The role of acute normovolaemic haemodilution in gastro-intestinal surgery

Sanders, Grant January 2003 (has links)
Background: Allogeneic transfusion confers a risk to the recipient and the recent introduction of leucocyte depleted blood has increased cost pressure on health resources. Colorectal surgery is a high blood usage field with 43% of all patients in our unit being transfused, over a three year period. Patient perceptions: Despite the risks associated with transfusion, a majority of patients are willing to have an allogeneic transfusion (85%) and think it is safe (89%), which may have implications in the uptake of alternatives available. The effect of bowel preparation Picolax bowel preparation causes significant dehydrating effects which may impair acute normovolaemic haemodilution (ANH). These effects can be minimised by administering intravenous normal saline. Acute normovoiaemic haemodilution (ANH) ANH significantly reduced allogeneic transfusion rate from 39% to 15% in the pilot study, however the controls were historical.

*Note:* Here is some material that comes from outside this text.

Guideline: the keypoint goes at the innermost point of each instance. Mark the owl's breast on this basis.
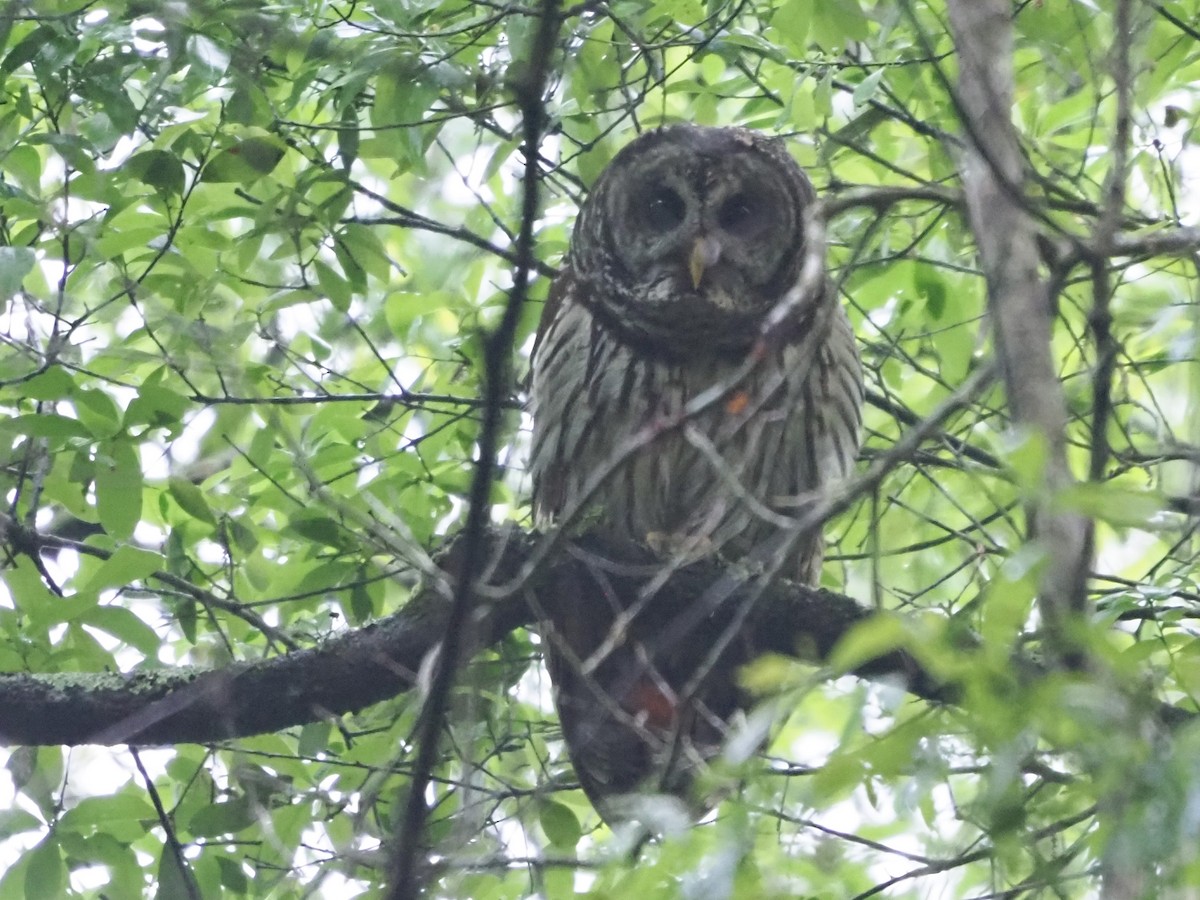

No reduction in transfusion rate was seen (29% and 30%) in the prospective randomised controlled trial (n=160). Preoperative haemoglobin, blood loss, age, and transfusion protocol were the key factors influencing transfusion. The effect of ANH on coagulation ANH causes hypocoagulation, and this may explain why the expected red cell saving, as shown by mathematical modelling, was not seen in patients haemodiluted compared with controls.